今回は、Stable DiffusionのWeb UIであるAUTOMATIC1111の使い方について解説します。
Web UIはブラウザから利用できるGUIで、画像AI Stable Diffusionの機能を直感的に操作することができます。
Web UIを導入することで、機械学習やプログラミングの知識がなくてもStable Diffusionを使える。
中でもAUTOMATIC1111は最もユーザーが多く、高機能で使いやすいWeb UIとなっていますので、ぜひ画像生成に活用してみてください。
また、当ブログのStable Diffusionに関する記事を以下のページでまとめていますので、あわせてご覧ください。

Stable Diffusionとは
Stable Diffusion(ステーブル・ディフュージョン)は2022年8月に無償公開された描画AIです。ユーザーがテキストでキーワードを指定することで、それに応じた画像が自動生成される仕組みとなっています。
NVIDIAのGPUを搭載していれば、ユーザ自身でStable Diffusionをインストールし、ローカル環境で実行することも可能です。
(出典:wikipedia)
Web UI AUTOMATIC1111
Stable Diffusionはオープンソースで公開されているプロジェクトであるため、Stable Diffusionを使って画像生成を行うためには、ユーザーが自身でソースコードをダウンロードして実行環境を作成する必要があります。
入力するプロンプト(呪文)やパラメータを設定するためには、Pythonなどのプログラミング言語を使ってコーディングする必要があります。
プログラミングの知識がない方が使用するには、かなりハードルが高くなってしまいます。
そんな時に役立つのがGUI(グラフィカル・ユーザー・インタフェース)です。
GUIとは、グラフィカルユーザーインターフェース(Graphical User Interface)の略で、人間がコンピュータやソフトウェアと対話するためのインターフェースの一種です。
これは、一般的にマウス、キーボード、タッチスクリーンなどの入力デバイスを用いて、ウィンドウ、アイコン、メニュー、ボタンなどの視覚的な要素を操作することで、ソフトウェアの機能を使ったり、コンピュータの操作を行ったりするための方法を提供します。
AUTOMATIC1111はStable Diffusionをブラウザから利用するためのGUIアプリケーションです。AUTOMATIC1111を使用することで、プログラミングを一切必要とせずにStable Diffusionで画像生成を行うことが可能になります。

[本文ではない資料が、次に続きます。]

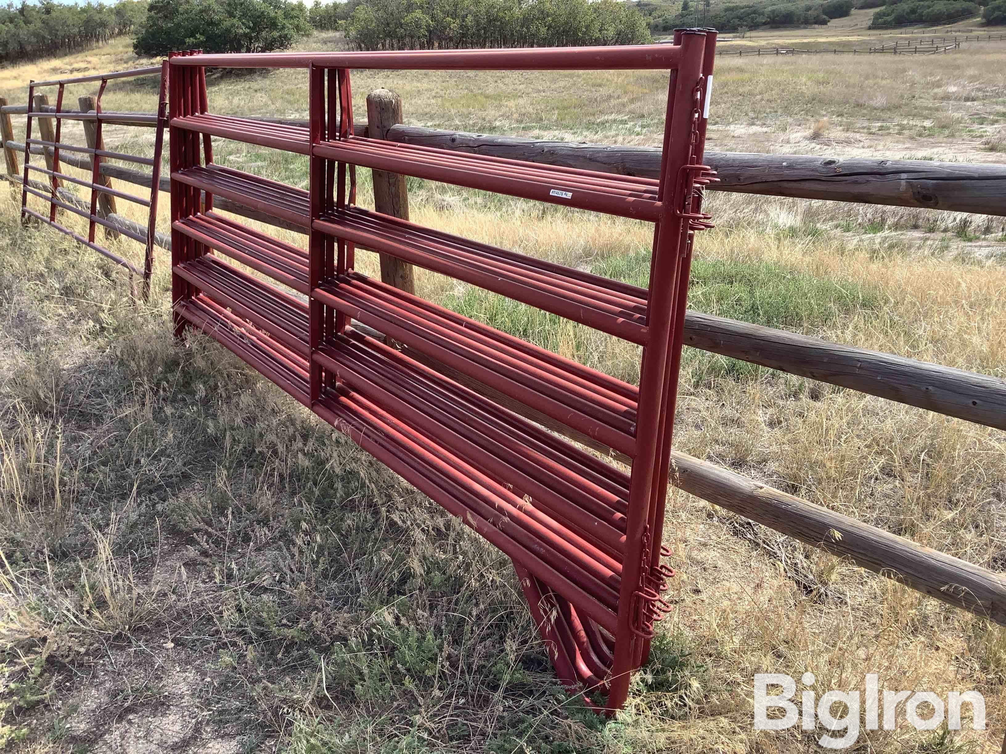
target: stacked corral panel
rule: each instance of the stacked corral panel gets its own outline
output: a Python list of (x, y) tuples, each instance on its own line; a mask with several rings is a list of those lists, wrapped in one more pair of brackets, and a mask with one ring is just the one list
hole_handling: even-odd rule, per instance
[[(707, 226), (714, 46), (714, 32), (684, 30), (634, 47), (170, 58), (179, 333), (210, 334), (512, 558), (559, 677), (607, 692), (610, 710), (646, 659), (670, 573), (660, 543), (692, 237)], [(210, 114), (205, 66), (307, 68), (309, 128)], [(354, 136), (351, 68), (668, 70), (661, 178)], [(211, 136), (307, 155), (308, 190), (214, 164)], [(654, 223), (649, 288), (363, 209), (357, 167)], [(308, 250), (213, 211), (214, 195), (303, 228)], [(642, 346), (640, 384), (372, 279), (355, 269), (356, 247)], [(630, 457), (631, 474), (431, 361)]]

Web UI AUTOMATIC1111は、開発者のAUTOMATIC氏によってものすごいスピードでアップデートが繰り返されており、また世界中の有志の方達が開発した拡張機能も多数リリースされています。
現在、Stable DiffusionのWeb UIの中では最も高機能でメジャーなプロジェクトとなっています。
AUTOMATIC1111の公式リポジトリは以下となります。
Web UI AUTOMATIC1111の実行環境とインストール手順
Stable DiffusionとWeb UIはプログラムがオープンソースとして無料公開されているため、そのプログラムを実行する環境を用意する必要があります。
また、Stable Diffusionを実行するマシンには、高性能なGPUを搭載する必要があります。
GPUが必要な理由
AI画像生成の技術、特にStable Diffusionなどの最新の技術は、大量の計算能力を必要とします。
その理由としては、これらのAIモデルが膨大なデータ量を扱い、高度な計算を行うためで、そのプロセスの速度と効率を改善するためには、高性能なグラフィックボード(GPU)が必要となります。
- 並列処理能力: GPUは元々3Dゲームでの複雑な画像処理を行うために開発されたもので、大量の並行処理が可能です。これは、AI画像生成のようなタスクにおいても有用で、大量のデータ点(ピクセル)に対して同時に演算を行うことが可能です。
- 高速なメモリアクセス: GPUは高速な専用メモリ(GDDR6など)を搭載しており、大量のデータを素早く処理することができます。これは、画像の各ピクセルに対して複雑な計算を行うAI画像生成において非常に重要な機能です。
- ディープラーニングライブラリの対応: NVIDIAのCUDAなどのライブラリはGPUに特化しており、TensorFlowやPyTorchなどの主要なディープラーニングライブラリもこれらをサポートしています。これにより、ディープラーニングの計算を効率的に、かつ高速に行うことができます。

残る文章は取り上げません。